We noticed recently that there are lots of people who argue with the fact that data are widdely accessible to the masses. They believe that most consistant data are hiden in very well protected stronghold datacenters. In addition, the common belief is that if the data were accessible, it wouldn't mean that they are of any use for the mass audience.
These arguments are partially true and we found interesting to try to summarize the main blocking points for a mass usage of data.
We believe that there are three of these bootlenecks :
1° Deal with the absence of standard
Data come of many ways and even more numerous formats. There has been some atempt to standardise data into some international and unified formats, but the less we can admit is that these effort haven't paid yet. As a result any platform that wants to use eterogenious data has to reformat them prior any consistant usage. That is part of the work the Data.org makes among many other players. There are good reasons to be optimistic there ; not that data are becoming standardised, but there are an increasing number of technologies that can reformat the data so that they can be exploited more easily. On another topic, and on the contrary to the common belief, data are widely available. One can access to almost any type of data about traffic, weather, pollution, demographics, export/import goods (deep detailed), energy, etc. On this topic the article The Data Deluge From the Economist is quite accurate.
2° Ease the access to data.
Although there are almost unlimited amounts of data transiting through the Internet, it remains very difficult to find them. There is no real search engine for data and no real one stop shopping place for them yet. A few initiatives -among which data.gov is probably the most well known- are currently trying to overcome this issue, but we still lack a Datapedia offering.
3° Provide fun
Data is usually boring. Nothing comparable to typing your friend's name into google or looking at Twitter. There are generaly few people spending their week-end playing with series of data and Excel. In order to let anyone play with the data, it has to be through a very friendly interface that has more to do with the right side of our brain (the emotionnal one) than the left (the rational one). It mean that it must emerge some news tools, that are revolutionnary compared to the ones that have existed over the past quarter of century. But overall, it means that the era of the data spreadsheet -The Excel Data standard- shall end to be replaced by the era of the datavisualization, or in other words, of the graphical representation of data.

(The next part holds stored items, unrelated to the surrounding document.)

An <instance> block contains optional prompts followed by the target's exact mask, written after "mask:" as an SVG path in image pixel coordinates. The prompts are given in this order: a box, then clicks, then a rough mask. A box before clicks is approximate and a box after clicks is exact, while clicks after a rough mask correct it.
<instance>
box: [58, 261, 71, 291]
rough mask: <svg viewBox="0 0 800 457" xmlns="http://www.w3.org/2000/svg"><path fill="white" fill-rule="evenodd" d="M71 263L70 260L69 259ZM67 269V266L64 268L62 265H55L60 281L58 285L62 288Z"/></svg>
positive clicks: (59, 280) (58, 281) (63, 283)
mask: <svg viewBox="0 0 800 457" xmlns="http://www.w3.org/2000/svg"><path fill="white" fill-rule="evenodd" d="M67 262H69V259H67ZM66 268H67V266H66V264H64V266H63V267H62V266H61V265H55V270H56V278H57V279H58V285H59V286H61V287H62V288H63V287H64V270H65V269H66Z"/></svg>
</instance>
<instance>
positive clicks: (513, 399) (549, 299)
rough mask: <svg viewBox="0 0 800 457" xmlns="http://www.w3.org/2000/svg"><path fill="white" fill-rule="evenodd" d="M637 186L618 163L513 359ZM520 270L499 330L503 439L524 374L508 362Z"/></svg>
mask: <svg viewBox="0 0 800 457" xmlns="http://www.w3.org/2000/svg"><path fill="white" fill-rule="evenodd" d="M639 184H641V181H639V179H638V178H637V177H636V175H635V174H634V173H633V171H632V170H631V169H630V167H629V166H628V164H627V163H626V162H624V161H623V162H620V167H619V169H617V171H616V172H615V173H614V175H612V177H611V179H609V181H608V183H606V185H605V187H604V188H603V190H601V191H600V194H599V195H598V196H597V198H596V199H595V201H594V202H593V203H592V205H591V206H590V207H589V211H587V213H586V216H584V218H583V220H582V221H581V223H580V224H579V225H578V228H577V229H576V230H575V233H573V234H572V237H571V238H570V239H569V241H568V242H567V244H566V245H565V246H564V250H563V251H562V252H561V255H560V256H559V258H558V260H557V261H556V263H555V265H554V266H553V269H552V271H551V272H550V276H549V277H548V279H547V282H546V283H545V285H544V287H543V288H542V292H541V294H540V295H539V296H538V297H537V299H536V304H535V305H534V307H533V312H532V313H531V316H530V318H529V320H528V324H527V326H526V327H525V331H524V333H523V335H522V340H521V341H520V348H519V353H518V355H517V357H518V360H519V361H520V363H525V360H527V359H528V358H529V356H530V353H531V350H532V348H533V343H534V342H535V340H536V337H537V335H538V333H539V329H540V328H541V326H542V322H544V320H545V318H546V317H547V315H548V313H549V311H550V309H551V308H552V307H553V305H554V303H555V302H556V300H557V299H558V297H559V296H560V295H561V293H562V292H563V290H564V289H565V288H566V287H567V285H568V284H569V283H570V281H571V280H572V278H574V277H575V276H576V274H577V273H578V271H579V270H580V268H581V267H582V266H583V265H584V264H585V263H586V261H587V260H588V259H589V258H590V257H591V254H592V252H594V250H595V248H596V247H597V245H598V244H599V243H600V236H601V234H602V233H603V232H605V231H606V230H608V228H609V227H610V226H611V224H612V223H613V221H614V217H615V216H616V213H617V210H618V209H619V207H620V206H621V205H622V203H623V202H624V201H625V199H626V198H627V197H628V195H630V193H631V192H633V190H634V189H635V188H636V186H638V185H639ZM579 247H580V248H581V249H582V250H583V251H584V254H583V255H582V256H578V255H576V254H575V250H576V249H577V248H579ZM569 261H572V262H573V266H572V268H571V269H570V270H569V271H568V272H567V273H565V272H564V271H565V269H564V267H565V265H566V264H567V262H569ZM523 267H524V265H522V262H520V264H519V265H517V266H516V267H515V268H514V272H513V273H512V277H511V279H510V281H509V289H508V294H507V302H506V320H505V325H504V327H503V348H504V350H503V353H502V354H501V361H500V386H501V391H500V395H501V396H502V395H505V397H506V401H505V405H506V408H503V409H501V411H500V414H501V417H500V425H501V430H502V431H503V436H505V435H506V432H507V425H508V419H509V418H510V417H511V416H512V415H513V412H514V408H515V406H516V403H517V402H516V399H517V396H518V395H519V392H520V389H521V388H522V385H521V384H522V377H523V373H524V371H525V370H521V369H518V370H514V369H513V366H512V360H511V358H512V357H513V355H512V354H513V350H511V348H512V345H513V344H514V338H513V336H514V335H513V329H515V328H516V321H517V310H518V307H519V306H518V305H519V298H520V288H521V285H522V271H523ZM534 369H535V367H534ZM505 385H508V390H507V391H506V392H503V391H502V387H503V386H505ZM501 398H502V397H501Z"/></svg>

Unlooking these three bottlenecks would be critical to make data becoming the next revolution phase of the Internet. It would also probably require that the data become more culturally accepted ; i.e. that we understand that it is not because an information is made out of data that it is necessarly a challenge to understand compare, and use. This might be the more difficult issue to deal with, but there is no doubt that it will be overcome very soon.